New York SHIELD Regulation: A New Era for Data Privacy and SecurityVeridium Editor | March 26, 2020
Over the weekend in New York, the Stop Hacks and Improve Electronic Data Security (SHIELD) Act came into effect. This means all businesses, regardless of size, that store private information on a New York resident, must implement and maintain reasonable safeguards to protect that data.
Ever-rising fraud levels and data breaches – 4.1 billion US records were exposed in the first half of 2019 alone – have forced the regulators to take drastic action. SHIELD will now require companies to notify the authorities of a security breach as well as broaden the definition to include unauthorized persons gaining access to information, for example an employee. This is placing those in breach at the risk of huge fines. This regulation could not have come at a more critical time, as the coronavirus outbreak could see cyber-attacks increase by up to 40 per cent as employees are made to work from home.
This regulation protects personally identifiable and sensitive information such as debit or credit card details, user names or email addresses, and passwords or security questions. Considering data is now the new oil, companies should see this regulation as an opportunity to strengthen security procedures and protect their most valuable asset.

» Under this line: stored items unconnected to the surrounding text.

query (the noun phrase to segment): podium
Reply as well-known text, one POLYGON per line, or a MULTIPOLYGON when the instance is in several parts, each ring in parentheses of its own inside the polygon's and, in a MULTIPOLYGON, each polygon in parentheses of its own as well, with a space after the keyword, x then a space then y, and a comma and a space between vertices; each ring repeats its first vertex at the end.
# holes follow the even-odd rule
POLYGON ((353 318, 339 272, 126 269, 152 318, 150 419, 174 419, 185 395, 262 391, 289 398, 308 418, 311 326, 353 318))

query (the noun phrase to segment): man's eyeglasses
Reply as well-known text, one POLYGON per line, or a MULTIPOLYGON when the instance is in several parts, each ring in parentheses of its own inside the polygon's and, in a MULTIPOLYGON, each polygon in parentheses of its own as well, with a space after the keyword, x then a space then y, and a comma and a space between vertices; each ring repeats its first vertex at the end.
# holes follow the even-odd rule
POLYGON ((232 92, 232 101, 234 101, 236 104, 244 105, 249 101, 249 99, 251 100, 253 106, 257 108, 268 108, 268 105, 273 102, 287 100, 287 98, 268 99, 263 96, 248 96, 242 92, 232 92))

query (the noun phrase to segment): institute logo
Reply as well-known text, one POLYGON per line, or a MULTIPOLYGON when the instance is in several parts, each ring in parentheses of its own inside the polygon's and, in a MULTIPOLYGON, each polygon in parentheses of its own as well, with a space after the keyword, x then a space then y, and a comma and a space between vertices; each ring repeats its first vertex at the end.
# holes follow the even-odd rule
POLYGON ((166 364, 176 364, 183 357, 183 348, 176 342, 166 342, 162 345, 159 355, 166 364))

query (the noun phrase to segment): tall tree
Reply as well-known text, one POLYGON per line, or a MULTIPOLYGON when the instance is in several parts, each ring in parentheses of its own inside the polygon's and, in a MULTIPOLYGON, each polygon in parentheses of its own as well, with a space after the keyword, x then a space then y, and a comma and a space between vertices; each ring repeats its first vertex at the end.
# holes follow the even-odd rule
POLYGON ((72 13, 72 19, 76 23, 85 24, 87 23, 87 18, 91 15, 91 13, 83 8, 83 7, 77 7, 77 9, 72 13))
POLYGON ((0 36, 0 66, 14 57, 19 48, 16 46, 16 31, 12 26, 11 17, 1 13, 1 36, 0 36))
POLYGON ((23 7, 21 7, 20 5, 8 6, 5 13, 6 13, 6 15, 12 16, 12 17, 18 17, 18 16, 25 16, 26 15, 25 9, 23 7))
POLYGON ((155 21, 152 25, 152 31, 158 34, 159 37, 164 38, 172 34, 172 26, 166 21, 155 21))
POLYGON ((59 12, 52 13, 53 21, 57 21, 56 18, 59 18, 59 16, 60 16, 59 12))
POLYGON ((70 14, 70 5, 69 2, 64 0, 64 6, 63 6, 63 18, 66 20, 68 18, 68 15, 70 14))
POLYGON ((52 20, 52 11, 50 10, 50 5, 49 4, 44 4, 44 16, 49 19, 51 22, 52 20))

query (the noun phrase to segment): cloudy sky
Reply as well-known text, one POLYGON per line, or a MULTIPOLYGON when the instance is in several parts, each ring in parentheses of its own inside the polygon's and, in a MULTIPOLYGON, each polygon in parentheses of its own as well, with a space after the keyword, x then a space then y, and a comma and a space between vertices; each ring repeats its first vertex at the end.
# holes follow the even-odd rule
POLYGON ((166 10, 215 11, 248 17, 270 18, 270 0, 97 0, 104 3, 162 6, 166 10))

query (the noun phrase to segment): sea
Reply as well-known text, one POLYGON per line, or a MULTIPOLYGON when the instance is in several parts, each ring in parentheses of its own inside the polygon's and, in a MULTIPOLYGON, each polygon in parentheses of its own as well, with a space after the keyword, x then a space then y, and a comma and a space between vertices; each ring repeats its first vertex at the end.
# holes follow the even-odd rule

Malicious cybercrime has become increasingly sophisticated and prevalent, even more so during the coronavirus outbreak, as scams masked as COVID-19 alerts are targeting businesses and tricking employees. The law has so far failed to keep pace with the rate of innovation, causing a record number of data breaches.
In response, New York firms must change how they handle data, and this is the perfect opportunity to enhance often outdated security systems. Easily compromised passwords are responsible for over 80 percent of data breaches, and yet are still widespread in business. Transitioning to a passwordless approach through biometric authentication will not only enhance security and streamline the user experience, but also alleviate the challenges posed by the regulation, such as providing proof of identity for legal non-repudiation and a record of every access attempt.
The right multi factor authentication will minimize the risk of exposing personal data to the wrong parties and improve the traceability of data processing, whilst keeping costs to a minimum. Any concerns the public has over the storage of sensitive biometric data can be alleviated by techniques such as the distributed data model, which encrypts biometric data in multiple places, rendering it useless to a hacker.
By taking a secure approach to biometrics-based authentication, businesses in New York can reap the rewards of achieving strong SHIELD compliance. The benefits – from cost savings to the peace of mind that personal data is secure – will go far beyond the March 21st deadline, and help companies rebuild the culture of security and privacy that SHIELD is focused on. Having a contactless, biometric authentication capability in light of the COVID-19 outbreak will also ensure seamless, secure remote working, keeping customer and employee data safeguarded in uncertain times.